そぞろごと Reviews + Opinions

「リトルマーメイド」を通して考える子育て親育ち。

ディズニー映画、好きです。冷めた視点に逃げることなく夢や希望や冒険を堂々と描き、ハッピーエンドで語り切る姿勢が好きです。必ず明るい気持ちで観終われるのが心地いい。ディズニーの音楽も汚れのない気持ちにさせてくれるので私のYouTubeプレイリストに頻繁に登場しますが、"Part of your world"は最近のお気に入りです(今さら)。この曲自体も好きですが、この歌のクライマックスを歌うアリエルの表情がすごくいい。嵐の中助けた王子を運命の相手だと認めるや、退屈な日常に見切りをつけさせてくれる何かを、人生を変えるような何かを「見つけた!」と語るかのような強い女の子の顔。その期待におののく表情の背後には、たとえ嵐のような激しい変化を伴うものでも受け入れてやるわ!という覚悟が潜んでいるようにさえ感じます。腹を括った覚悟のある女の子ってすごくいい。好きです。

 

www.youtube.com

 

それにしても私は一児の親です。少女と王子様のロマンスよりも、堅物オヤジの海王と好奇心を抑えられない破天荒ムスメの親子関係にばかり目が行ってしまいました。海王父さんは自分の示すルールを守らず禁じたことばかりに興味を持つアリエルに激怒し、彼女の憧れの全てが詰まった部屋を破壊してしまいます。父さんなぜこんなに怒ったんでしょう。
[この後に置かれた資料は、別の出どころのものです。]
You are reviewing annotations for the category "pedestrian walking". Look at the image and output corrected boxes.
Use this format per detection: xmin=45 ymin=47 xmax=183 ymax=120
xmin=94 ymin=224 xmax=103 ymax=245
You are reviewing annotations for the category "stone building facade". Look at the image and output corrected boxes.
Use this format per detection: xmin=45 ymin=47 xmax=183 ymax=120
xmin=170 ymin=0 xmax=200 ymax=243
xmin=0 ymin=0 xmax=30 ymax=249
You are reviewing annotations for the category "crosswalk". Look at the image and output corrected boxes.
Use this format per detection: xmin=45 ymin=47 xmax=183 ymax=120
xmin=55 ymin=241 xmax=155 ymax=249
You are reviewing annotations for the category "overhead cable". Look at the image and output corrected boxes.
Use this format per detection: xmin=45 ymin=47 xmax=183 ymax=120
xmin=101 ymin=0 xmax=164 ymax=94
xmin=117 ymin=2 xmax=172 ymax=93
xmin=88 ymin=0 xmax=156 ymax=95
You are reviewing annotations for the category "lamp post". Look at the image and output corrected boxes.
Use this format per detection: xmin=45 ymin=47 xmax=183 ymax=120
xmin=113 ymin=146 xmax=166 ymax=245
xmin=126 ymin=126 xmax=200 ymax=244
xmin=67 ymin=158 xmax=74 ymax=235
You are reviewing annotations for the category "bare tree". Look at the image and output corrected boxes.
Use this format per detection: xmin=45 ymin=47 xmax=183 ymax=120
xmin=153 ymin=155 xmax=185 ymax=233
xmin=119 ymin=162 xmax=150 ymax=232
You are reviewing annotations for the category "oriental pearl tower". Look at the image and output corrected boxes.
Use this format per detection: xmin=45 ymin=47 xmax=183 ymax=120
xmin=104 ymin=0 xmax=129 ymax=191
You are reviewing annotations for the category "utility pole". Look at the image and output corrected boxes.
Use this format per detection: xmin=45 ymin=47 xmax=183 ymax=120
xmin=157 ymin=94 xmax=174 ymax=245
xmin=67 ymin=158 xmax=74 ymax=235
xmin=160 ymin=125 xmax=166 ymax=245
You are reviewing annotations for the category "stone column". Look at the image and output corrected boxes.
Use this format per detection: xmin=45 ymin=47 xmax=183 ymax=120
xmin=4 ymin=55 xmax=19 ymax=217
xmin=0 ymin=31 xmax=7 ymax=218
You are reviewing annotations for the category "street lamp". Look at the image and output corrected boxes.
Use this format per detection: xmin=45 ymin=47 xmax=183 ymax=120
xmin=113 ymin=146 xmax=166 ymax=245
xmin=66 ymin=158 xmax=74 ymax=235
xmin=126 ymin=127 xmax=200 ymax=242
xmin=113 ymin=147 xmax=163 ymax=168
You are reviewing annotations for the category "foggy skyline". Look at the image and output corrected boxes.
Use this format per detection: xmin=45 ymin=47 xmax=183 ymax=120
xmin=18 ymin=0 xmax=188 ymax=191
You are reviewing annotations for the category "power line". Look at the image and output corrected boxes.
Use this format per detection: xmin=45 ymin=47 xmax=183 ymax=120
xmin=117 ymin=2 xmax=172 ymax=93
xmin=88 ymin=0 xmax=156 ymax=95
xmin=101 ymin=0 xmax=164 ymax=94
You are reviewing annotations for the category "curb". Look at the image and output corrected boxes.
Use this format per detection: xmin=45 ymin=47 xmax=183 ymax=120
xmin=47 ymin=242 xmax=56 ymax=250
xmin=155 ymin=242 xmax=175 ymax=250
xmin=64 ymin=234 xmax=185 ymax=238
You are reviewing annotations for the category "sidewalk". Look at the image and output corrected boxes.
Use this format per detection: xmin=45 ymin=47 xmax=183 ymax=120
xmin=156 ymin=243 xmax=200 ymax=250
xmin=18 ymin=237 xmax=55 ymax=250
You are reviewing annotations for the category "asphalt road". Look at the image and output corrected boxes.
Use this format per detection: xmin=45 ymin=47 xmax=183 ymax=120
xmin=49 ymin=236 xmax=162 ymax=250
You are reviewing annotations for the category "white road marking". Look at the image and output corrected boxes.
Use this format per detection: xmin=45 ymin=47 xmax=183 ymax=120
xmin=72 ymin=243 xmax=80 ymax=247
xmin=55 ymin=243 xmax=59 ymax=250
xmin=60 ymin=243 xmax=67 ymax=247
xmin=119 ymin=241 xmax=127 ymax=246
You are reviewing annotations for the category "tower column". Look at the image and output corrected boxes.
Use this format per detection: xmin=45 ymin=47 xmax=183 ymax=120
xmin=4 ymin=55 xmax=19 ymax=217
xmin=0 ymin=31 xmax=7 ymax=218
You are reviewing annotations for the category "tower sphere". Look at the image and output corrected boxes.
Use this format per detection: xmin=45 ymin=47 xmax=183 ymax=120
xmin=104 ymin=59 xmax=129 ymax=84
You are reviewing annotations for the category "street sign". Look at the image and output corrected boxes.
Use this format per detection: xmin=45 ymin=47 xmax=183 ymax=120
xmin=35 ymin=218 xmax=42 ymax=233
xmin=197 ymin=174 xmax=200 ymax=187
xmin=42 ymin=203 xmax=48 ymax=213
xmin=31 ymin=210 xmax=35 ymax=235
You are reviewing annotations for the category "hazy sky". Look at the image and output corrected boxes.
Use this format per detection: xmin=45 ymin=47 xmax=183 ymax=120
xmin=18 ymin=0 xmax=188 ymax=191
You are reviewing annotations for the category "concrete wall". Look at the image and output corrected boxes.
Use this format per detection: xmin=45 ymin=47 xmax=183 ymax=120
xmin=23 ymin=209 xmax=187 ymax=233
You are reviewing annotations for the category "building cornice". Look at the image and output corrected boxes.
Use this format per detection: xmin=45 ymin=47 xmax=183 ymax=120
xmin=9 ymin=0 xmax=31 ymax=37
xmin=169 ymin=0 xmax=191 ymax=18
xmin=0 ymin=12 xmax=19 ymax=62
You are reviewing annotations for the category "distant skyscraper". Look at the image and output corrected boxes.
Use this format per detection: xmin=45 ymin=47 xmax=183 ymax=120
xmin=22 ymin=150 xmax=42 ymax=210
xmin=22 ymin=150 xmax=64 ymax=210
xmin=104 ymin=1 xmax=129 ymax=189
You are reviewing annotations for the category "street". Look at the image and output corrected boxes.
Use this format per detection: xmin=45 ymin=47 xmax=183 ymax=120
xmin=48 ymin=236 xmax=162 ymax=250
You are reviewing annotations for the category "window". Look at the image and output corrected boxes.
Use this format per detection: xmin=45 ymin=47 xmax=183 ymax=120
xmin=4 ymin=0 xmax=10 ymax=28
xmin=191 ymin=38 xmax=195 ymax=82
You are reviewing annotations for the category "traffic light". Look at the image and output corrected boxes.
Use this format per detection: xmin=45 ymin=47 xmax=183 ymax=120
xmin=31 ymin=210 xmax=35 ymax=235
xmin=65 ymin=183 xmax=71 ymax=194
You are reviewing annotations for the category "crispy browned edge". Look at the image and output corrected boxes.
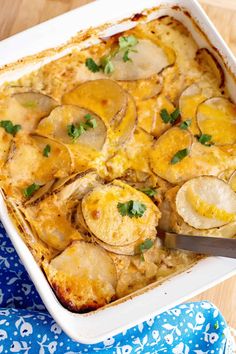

海の王家と比較するのもなんですが自分の子育てを省みて考えるに、子供に対して最もいらいらとした気持ちが高ぶってしまうのは、理由を突き詰めて考えれば多くの場合、「自分の思う通りにならないから」という点に行き着きます。ウン十年慣れ親しんだ自分の生活スタイルに子供を従わせたい、自分の組んだ予定通り子供に行動してほしい、自分の思い描くような子供に育ってほしい・・などなど無意識に思っている気がします。親の作ったルールに子供を閉じ込めると何が起きるか。そりゃあ反発に決まっています。どんなちびっこだってひとりの立派な人間であり、意思も考えも自我もあるのですから。しかし自分が子を持って初めて知りましたが、親だって未熟な人間です。自分の思う通りにしたいという子供っぽい心を隠し持っていたりします。だけど子供は自分と切り離された一個人だと認めなきゃいけない、いけないのです。

 

終盤カニかエビのセバスチャンが言います。

"Children got to be free to lead their own lives."

「子供たちには自由な生き方を選ばせるべきですな」

 

海王父さんはアリエルの気持ちの真剣さを知り、協力する道を選びました。これは父さんが自分の主張を我慢して折れたのではなく、固執していた自分の考えを捨て新たな価値観を受け入れたという成長の瞬間です。レベルアップです。つまりアリエルは自分の所有物ではなく、自由な意思を持った人間(魚)であり尊重してしかるべしということを認める勇気を持ったのです。その結果として娘は去って行きましたが、彼女は大いなる幸せを手に入れ、人魚と人間の世界の隔たりも消えました。万々歳のハッピーエンドで、涙、涙です。エンディングの大円団を眺めながら、親子関係における親の幸せとは子供の幸せに尽きるのだろうと考えました。そのために親ができることは、先周りして道を整えることではなく、より良い道に誘導することでもなく、痛い目に遭わないよう鳥かごに閉じ込めることでもない。できるだけ子供の冒険に手を出さず見守る勇気を持つことなのだろうと思うに至りました。親が具体的にできることなんて、せいぜいごはんをたらふく食べさせて強い心と体を作ることくらい。せめて日々の炊事をおろそかにせず、親子共々強靭な心を育みたいものです。